Adjustment is the key to ending the eurozone crisis. The optimists are saying that this process of regaining competitiveness is now taking place. Look at the success of the Spanish export sector or the fall in Greek wages. And, in any case, the eurozone economy is rebounding, which helps further.
This judgment is profoundly wrong. It is true that the crisis countries have brought down their current account deficits. Italy and Spain are now running surpluses. Since Germany and the Netherlands have not brought down their current account surpluses, the eurozone as a whole has moved from an almost balanced current account in 2009 to a surplus this year of 2.3 per cent of gross domestic product, according to the International Monetary Fund’s most recent estimates. The IMF puts the 2014 current account surplus at 2.5 per cent. In other words, the eurozone is adjusting at the expense of the rest of the world.
But while the eurozone is a fixed-currency regime internally, it is nothing of the sort externally. The currency does exactly what textbooks say it should: it keeps on rising, thus offsetting the improvements in the current account. Last week the euro rose to more than $1.38 against the dollar.
You could put this rise down to the US budget crisis, or the Federal Reserve’s postponement of the tapering of its quantitative easing programme. And, sure enough, if the eurozone’s acute financial crisis were to return, the euro would no doubt fall again as investors pull out. But if things continue as they are, I would expect the currency to remain strong, possibly even to overshoot. An overshooting euro would take care of the eurozone’s current account surplus by raising the prices of its goods on global markets.
The rise in the exchange rate may persuade the European Central Bank to respond by cutting interest rates to negative levels and providing more liquidity to banks. This is generally a good thing. The main problem with the rise in the euro’s external value is that it makes the internal adjustment harder. The crisis countries need to lower their export prices but the higher value of the euro raises the prices of exports to outside the eurozone. (The exchange rate does not, of course, affects intra-eurozone trade.)
Judging the progress the eurozone has made on internal adjustments is hard as you must disentangle effects happening concurrently. You cannot arrive at a firm conclusion by just looking at the improvement in Spanish export performance, for example. The latest IMF World Economic Outlook included such an analysis, suggesting the internal adjustment was mostly cyclical, not structural. This is an important observation, buried in a subsection, itself hidden deep in the report. It essentially says internal adjustment is not really happening. The rise in the exchange rate ends the scenario whereby the eurozone pulls itself out of trouble by running large and persistent current account surpluses against the rest of the world.

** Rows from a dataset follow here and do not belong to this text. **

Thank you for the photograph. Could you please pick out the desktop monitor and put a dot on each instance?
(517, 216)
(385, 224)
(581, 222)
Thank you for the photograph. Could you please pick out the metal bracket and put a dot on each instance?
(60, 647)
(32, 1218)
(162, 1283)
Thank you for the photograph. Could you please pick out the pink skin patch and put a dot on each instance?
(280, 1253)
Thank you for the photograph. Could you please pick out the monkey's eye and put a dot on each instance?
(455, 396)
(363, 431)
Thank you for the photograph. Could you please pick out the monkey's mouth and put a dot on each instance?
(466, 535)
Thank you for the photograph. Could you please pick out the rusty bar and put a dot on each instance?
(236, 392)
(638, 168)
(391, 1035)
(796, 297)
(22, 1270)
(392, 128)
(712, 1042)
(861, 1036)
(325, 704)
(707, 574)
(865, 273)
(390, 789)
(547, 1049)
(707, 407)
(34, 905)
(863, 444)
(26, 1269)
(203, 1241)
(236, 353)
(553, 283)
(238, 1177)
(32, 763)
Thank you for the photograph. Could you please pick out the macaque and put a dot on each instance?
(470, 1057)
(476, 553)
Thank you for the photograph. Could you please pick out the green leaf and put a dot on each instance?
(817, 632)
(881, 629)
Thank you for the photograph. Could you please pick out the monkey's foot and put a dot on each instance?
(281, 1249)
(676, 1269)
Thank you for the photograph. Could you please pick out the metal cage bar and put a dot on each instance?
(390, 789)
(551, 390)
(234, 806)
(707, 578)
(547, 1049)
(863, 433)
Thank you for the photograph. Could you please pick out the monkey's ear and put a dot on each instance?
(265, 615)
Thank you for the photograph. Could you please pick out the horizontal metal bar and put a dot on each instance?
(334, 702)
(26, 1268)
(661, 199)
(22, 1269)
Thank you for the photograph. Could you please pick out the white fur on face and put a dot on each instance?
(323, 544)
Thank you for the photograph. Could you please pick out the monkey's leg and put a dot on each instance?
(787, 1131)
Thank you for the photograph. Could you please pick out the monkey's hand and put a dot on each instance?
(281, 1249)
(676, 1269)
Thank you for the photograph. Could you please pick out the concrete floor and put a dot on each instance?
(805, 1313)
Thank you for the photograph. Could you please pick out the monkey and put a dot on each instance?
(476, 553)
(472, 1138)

The IMF notes that eurozone internal adjustment requires two types of price change in crisis countries. First, the prices of non-tradeable goods – a haircut in Madrid – will have to fall relative to those of tradeable goods such as a Seat car. Second, the prices of Spanish tradeable goods would have to fall against those of non-Spanish tradeable goods elsewhere in the eurozone.
Different countries had different adjustment paths and most managed a relative improvement in their competitiveness. But the IMF asks whether this will continue. Probably not. Adjustment was driven by the end of capital inflows. When cyclical conditions improve, which they will, current account deficits will return.
Not only that. The IMF reckons that reducing net external liabilities to levels that would be considered healthy elsewhere would need “much larger relative price adjustments than implied by the need to reverse past unit labour cost appreciation or to achieve current account surpluses”. Put bluntly: the scale of necessary adjustment is absolutely enormous. The IMF does not believe that this is going to happen. Its baseline 2018 forecast for Greece, Ireland, Portugal and Spain has the net foreign asset position – the gap between the assets they own abroad, and the assets foreigners own in their country – at less than minus 80 per cent of GDP. This is a level generally not considered sustainable.
Adjustment remains possible in theory, but a scenario in which the eurozone adjusts is inconsistent with stated policy. Germany’s new grand coalition will be fiscally less austere, but I see no see no scenario under which Berlin reduces its current account surpluses over the next four years. Reform fatigue has befallen the crisis states. Adjustment on the scale the IMF is talking about is just not going to happen, not even with stronger than expected growth.
In a monetary union adjustment is hard without any transfers and without a fiscal union. I know of no plausible plan how the eurozone can manage the dual feat of economic adjustment and debt sustainability within the straitjacket of official policy. And as long as such a plan does not exist, the crisis is not over.